Proprio perché gli operatori del settore hanno saputo adattarsi con successo alla precedente revisione, sono certo che questa nuova proposta potrà essere un’ulteriore opportunità.

La normativa, sappiamo già, renderà obbligatorio in alcuni casi l’uso dei refrigeranti naturali (idrocarburi, CO2 o ammoniaca), consentendo in altri casi l’utilizzo di HFO a bassa infiammabilità e con GWP (Global Warming Potential) <150.
Sono fluidi efficienti e sicuramente più rispettosi dell’ambiente, che però sono più delicati da trattare in quanto più tossici e infiammabili. Questo rende imperativo per i tecnici ricevere la giusta preparazione e formazione, così da essere pronti a poterli maneggiare con sicurezza.

Per le aziende costruttrici questa novità è una sfida a cui si erano da tempo già preparate, un’opportunità di business e di crescita, con l’obiettivo di adattare le proprie macchine all’utilizzo di questi fluidi a basso GWP.

Per i tecnici, non pronti ad accogliere da subito il cambiamento, potrebbe essere vista con timore. Sbagliando.

 

Ci può spiegare meglio cosa intende?

Siamo in un contesto geopolitico in rivoluzione. Da un lato si richiede una riduzione del consumo di fonti fossili per motivi ambientali, dall’altro stiamo vivendo una guerra a causa della quale ci prepariamo a ridurre al minimo l’utilizzo di gas.

Questo dà una spinta fondamentale all’elettrificazione di tutti i processi, compresi quelli per la climatizzazione e la refrigerazione. Ecco che in questo contesto il ruolo del frigorista diventa centrale come mai prima.

Gli obiettivi sono chiari, si parla di affidarsi alle fonti rinnovabili per il 45% del fabbisogno entro il 2030, valutando concretamente la proposta di eliminazione delle caldaie entro il 2029. Questo prevede l’installazione di circa 50 milioni di pompe di calore, apparecchi di competenza dei frigoristi, che quindi gioverebbero di una spinta notevole alla propria attività.

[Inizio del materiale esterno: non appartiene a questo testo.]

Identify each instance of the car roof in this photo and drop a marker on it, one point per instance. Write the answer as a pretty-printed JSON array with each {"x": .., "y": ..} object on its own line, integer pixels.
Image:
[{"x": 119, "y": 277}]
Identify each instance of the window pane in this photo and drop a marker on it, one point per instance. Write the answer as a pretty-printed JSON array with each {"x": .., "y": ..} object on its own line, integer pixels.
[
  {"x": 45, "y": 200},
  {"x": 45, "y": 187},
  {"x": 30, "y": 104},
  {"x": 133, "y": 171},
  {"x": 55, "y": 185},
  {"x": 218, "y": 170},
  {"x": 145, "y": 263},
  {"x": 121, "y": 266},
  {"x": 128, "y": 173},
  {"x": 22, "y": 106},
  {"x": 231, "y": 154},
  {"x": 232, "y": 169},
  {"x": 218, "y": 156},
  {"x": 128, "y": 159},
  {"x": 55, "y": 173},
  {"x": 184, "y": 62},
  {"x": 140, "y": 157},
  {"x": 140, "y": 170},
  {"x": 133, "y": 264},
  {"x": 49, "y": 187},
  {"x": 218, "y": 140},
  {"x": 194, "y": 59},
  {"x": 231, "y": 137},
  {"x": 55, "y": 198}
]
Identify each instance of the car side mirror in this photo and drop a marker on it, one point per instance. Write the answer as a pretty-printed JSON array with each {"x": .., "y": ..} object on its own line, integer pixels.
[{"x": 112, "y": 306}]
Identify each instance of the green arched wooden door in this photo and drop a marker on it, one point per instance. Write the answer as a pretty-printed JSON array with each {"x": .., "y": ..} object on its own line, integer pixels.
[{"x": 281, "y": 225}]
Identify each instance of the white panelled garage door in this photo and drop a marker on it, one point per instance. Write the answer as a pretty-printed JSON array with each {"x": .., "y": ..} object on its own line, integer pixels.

Può capire che tutte le normative europee attuali, da Repower EU alla direttiva sull’Efficienza Europea, ma anche la Direttiva Ecodesign e quella sulle rinnovabili FER, si muovono lungo la stessa direttrice, finalizzata al miglioramento dell’economia, dell’efficienza e della sostenibilità, una direttrice che richiede sempre più l’intervento dei tecnici frigoristi certificati.

 

Cosa dovranno fare i tecnici che si occupano di impianti di refrigerazione per rimanere aggiornati professionalmente ed essere pronti al cambiamento?     

Ciò che più dovrà cambiare per i tecnici sarà l’attenzione alla sicurezza, perché i gas naturali e HFO portano con sé più rischi.

Al frigorista sarà richiesto di effettuare l’analisi dei rischi dell’impianto e di controllare in modo preciso e puntuale le macchine, che dovranno essere sempre performanti. Dovranno imparare ad utilizzare nuovi strumenti, pompe del vuoto, bombole differenti e sonde nuove, e dovranno abbandonare vecchie prassi, come quella di mescolare i gas.

Sarà un passaggio epocale ed è il momento che aziende e tecnici si preparino al meglio, dopotutto farsi trovare pronti significherà saper cogliere le grandissime opportunità di business che si creeranno da qui ai prossimi 10 anni.

 

Avete notizia di strumenti di incentivazione per la formazione dei tecnici del freddo italiani?

Al momento purtroppo ancora non si hanno notizie di questo genere di sovvenzioni, anche se riteniamo sarebbero molto utili al settore. Esistono solo i fondi interprofessionali, già esistenti da molti anni, ma ci auguriamo che con l’entrata in vigore della nuova normativa i legislatori tengano conto delle esigenze del settore del freddo.